Digital sensing faces challenges in developing sustainable methods to extend the applicability of customized e-noses to complex body odor volatilome (BOV). To address this challenge, we developed MORE-ML, a computational framework that integrates quantum-mechanical (QM) property data of e-nose molecular building blocks with machine learning (ML) methods to predict sensing-relevant properties. Within this framework, we expanded our previous dataset, MORE-Q, to MORE-QX by sampling a larger conformational space of interactions between BOV molecules and mucin-derived receptors. This dataset provides extensive electronic binding features (BFs) computed upon BOV adsorption. Analysis of MORE-QX property space revealed weak correlations between QM properties of building blocks and resulting BFs. Leveraging this observation, we defined electronic descriptors of building blocks as inputs for tree-based ML models to predict BFs. Benchmarking showed CatBoost models outperform alternatives, especially in transferability to unseen compounds. Explainable AI methods further highlighted which QM properties most influence BF predictions. Collectively, MORE-ML combines QM insights with ML to provide mechanistic understanding and rational design principles for molecular receptors in BOV sensing. This approach establishes a foundation for advancing artificial sensing materials capable of analyzing complex odor mixtures, bridging the gap between molecular-level computations and practical e-nose applications.
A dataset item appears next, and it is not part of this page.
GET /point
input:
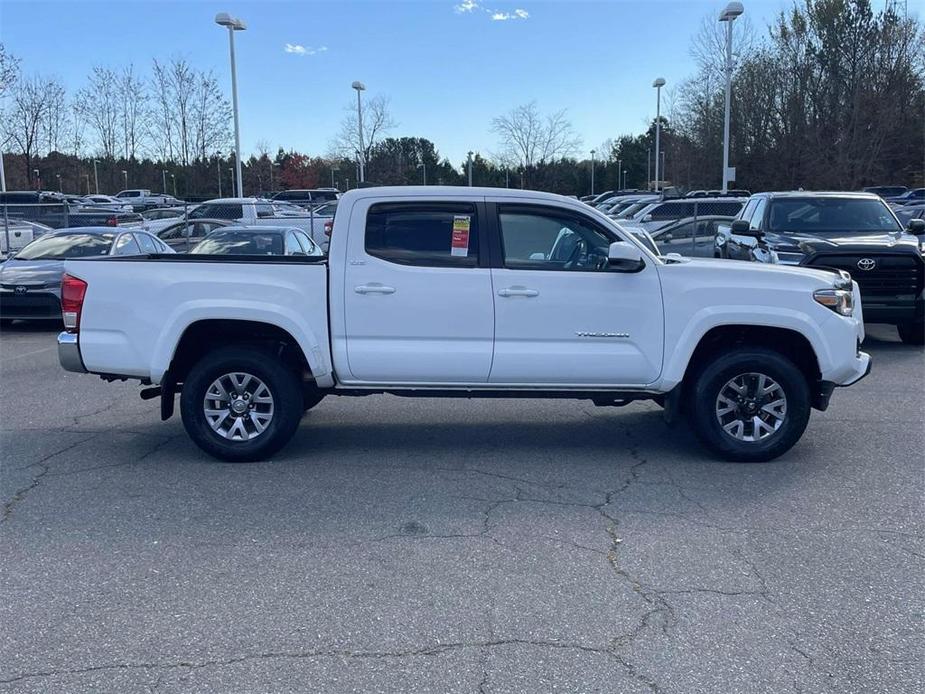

翻译：数字传感领域面临一项挑战：需要开发可持续的方法，将定制化电子鼻的适用范围扩展至复杂人体气味挥发组。为应对这一挑战，我们开发了MORE-ML计算框架，该框架将电子鼻分子构建单元的量子力学特性数据与机器学习方法相结合，以预测传感相关性能。在此框架内，我们通过扩大人体气味挥发组分子与粘蛋白衍生受体相互作用的构象空间采样，将原有数据集MORE-Q扩展为MORE-QX。该数据集提供了基于人体气味挥发组吸附计算获得的大量电子结合特征。对MORE-QX特性空间的分析显示，构建单元的量子力学特性与最终结合特征之间仅存在弱相关性。基于这一发现，我们将构建单元的电子描述符定义为树基机器学习模型的输入参数，用于预测结合特征。基准测试表明CatBoost模型性能优于其他模型，尤其在未知化合物的迁移预测能力方面表现突出。可解释人工智能方法进一步揭示了哪些量子力学特性对结合特征预测最具影响力。总体而言，MORE-ML通过融合量子力学洞见与机器学习技术，为人体气味挥发组传感中的分子受体提供了机理理解与理性设计原则。该方法为开发能够分析复杂气味混合物的先进仿生传感材料奠定了基础，在分子层面计算与实际电子鼻应用之间架起了桥梁。